Akses yang tidak merata ke internet, serta perbedaan dalam kualifikasi guru dan kualitas pendidikan, muncul sebagai tantangan terbesar dalam mengimplementasikan pembelajaran jarak jauh. Pembelajaran jarak jauh untuk anak-anak dan keragaman tingkat akses digital di Indonesia menyebabkan kesenjangan yang lebih jauh bagi anak-anak yang terpinggirkan.

Kualitas guru yang rendah

Salah satu penyebab utama rendahnya kualitas pendidikan di Indonesia adalah rendahnya kualitas guru yang disebabkan oleh proses rekrutmen guru yang tidak berfokus pada pemilihan tenaga kependidikan yang profesional, tetapi lebih pada pemenuhan kebutuhan pegawai negeri sipil.

Sebagian besar guru tidak memiliki profesionalisme yang memadai untuk melaksanakan tugasnya sebagaimana tercantum dalam Pasal 39 UU No. 20 Tahun 2003, yaitu merencanakan pembelajaran, melaksanakan pembelajaran, menilai hasil pembelajaran, melakukan pembimbingan dan pelatihan, melakukan penelitian dan melakukan pengabdian kepada masyarakat.

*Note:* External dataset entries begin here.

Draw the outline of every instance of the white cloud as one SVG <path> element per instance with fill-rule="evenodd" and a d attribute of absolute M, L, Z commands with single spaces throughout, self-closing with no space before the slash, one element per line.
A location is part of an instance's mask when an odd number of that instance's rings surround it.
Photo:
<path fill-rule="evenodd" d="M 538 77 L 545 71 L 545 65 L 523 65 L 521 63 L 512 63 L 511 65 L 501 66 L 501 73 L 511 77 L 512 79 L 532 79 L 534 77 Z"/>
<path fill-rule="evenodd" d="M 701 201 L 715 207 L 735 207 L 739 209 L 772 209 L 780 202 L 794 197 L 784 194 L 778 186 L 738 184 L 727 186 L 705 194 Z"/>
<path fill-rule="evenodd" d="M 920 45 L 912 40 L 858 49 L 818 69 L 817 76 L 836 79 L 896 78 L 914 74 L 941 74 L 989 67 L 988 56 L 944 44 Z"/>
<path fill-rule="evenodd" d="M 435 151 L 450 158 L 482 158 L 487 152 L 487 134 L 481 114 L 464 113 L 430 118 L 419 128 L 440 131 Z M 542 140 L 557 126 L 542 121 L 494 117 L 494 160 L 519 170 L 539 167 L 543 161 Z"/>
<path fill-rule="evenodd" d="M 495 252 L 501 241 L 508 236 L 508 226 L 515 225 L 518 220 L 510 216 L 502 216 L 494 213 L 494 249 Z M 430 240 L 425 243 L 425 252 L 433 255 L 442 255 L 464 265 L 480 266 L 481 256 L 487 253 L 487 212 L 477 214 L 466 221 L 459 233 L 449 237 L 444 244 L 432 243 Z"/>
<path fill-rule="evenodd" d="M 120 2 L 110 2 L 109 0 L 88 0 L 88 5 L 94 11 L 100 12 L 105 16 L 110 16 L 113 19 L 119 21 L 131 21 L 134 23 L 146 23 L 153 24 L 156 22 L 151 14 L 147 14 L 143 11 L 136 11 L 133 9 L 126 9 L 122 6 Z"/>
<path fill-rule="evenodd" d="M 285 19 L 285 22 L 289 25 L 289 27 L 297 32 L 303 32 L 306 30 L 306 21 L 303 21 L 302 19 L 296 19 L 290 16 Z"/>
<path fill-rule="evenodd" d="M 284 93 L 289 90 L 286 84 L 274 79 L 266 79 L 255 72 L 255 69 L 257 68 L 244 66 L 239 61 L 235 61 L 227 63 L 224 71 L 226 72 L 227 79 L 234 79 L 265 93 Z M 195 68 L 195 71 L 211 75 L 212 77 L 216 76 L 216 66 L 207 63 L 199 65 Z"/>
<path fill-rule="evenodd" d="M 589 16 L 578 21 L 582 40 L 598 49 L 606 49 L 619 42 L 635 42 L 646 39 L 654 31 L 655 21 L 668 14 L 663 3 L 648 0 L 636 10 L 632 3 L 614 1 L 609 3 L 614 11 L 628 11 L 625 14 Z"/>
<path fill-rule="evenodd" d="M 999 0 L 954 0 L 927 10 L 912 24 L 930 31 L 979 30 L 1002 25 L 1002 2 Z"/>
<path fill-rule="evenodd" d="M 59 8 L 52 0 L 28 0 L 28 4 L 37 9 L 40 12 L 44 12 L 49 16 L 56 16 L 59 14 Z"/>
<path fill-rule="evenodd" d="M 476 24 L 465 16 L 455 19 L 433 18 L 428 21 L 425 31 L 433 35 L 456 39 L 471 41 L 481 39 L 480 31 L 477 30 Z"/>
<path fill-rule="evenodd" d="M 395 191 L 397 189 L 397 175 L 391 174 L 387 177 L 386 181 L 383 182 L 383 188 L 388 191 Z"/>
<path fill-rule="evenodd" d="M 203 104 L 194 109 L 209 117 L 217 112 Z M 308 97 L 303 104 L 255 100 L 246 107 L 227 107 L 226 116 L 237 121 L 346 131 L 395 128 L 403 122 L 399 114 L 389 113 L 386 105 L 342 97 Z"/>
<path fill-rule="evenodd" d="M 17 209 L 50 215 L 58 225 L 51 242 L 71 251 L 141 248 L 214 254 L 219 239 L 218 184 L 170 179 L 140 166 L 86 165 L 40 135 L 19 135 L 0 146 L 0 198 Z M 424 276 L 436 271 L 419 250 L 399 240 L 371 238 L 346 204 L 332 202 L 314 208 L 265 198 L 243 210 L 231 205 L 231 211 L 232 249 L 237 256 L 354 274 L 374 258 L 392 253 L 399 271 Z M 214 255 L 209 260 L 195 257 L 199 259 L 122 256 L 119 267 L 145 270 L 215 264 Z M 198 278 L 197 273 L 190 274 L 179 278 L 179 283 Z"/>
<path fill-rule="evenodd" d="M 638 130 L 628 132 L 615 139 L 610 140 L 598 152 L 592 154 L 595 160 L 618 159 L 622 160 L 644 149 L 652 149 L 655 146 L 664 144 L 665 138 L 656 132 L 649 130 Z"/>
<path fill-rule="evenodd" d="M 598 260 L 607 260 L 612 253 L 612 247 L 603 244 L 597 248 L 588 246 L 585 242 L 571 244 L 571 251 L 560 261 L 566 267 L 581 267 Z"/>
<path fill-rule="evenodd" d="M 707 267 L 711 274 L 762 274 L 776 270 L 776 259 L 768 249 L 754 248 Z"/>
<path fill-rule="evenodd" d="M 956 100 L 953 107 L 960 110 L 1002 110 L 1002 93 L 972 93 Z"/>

Sebagai bagian dari proses rekrutmen pegawai negeri sipil, proses rekrutmen guru pada umumnya tidak memperhatikan kemampuan kerja yang dibutuhkan oleh seorang guru yang profesional.

Dalam sebuah survei baru-baru ini, guru-guru dalam sistem pendidikan yang mengikuti Uji Kompetensi Guru (UKG), yang mengukur kompetensi dalam pembelajaran dan pemahaman mata pelajaran yang diajarkan, bahkan tidak memenuhi skor minimum.

Survei tersebut juga menunjukkan bahwa guru yang berpendidikan di bawah standar yang ditetapkan pemerintah cukup tinggi, yaitu 64,09% untuk sekolah menengah pertama, 61,5% untuk sekolah menengah atas, dan 10,14% untuk sekolah menengah kejuruan.

Profesi guru membutuhkan keterampilan kerja yang kompleks. Guru harus mampu mengajar secara efektif dan memiliki komitmen serta motivasi yang tinggi untuk mencerdaskan anak didiknya.

Sementara itu, rekrutmen guru dalam sistem rekrutmen pegawai negeri sipil umumnya lebih mengutamakan nasionalisme dan pengetahuan umum dan bukan kompetensi mengajar.

Calon guru dengan nilai tertinggi pada seleksi kompetensi dasar akan mengikuti tes tertulis yang menguji kemampuan manajemen pembelajaran dan pengetahuan tentang mata pelajaran yang mereka ajarkan. Tidak ada cara untuk mengetahui kompetensi seorang guru profesional melalui tes pengetahuan umum tertulis.

Secara umum, perekrutan guru dalam proses pegawai negeri sipil tidak dapat memilih calon guru terbaik - sistem ini lebih mengutamakan nasionalisme dan pengetahuan umum, bukan pengajaran.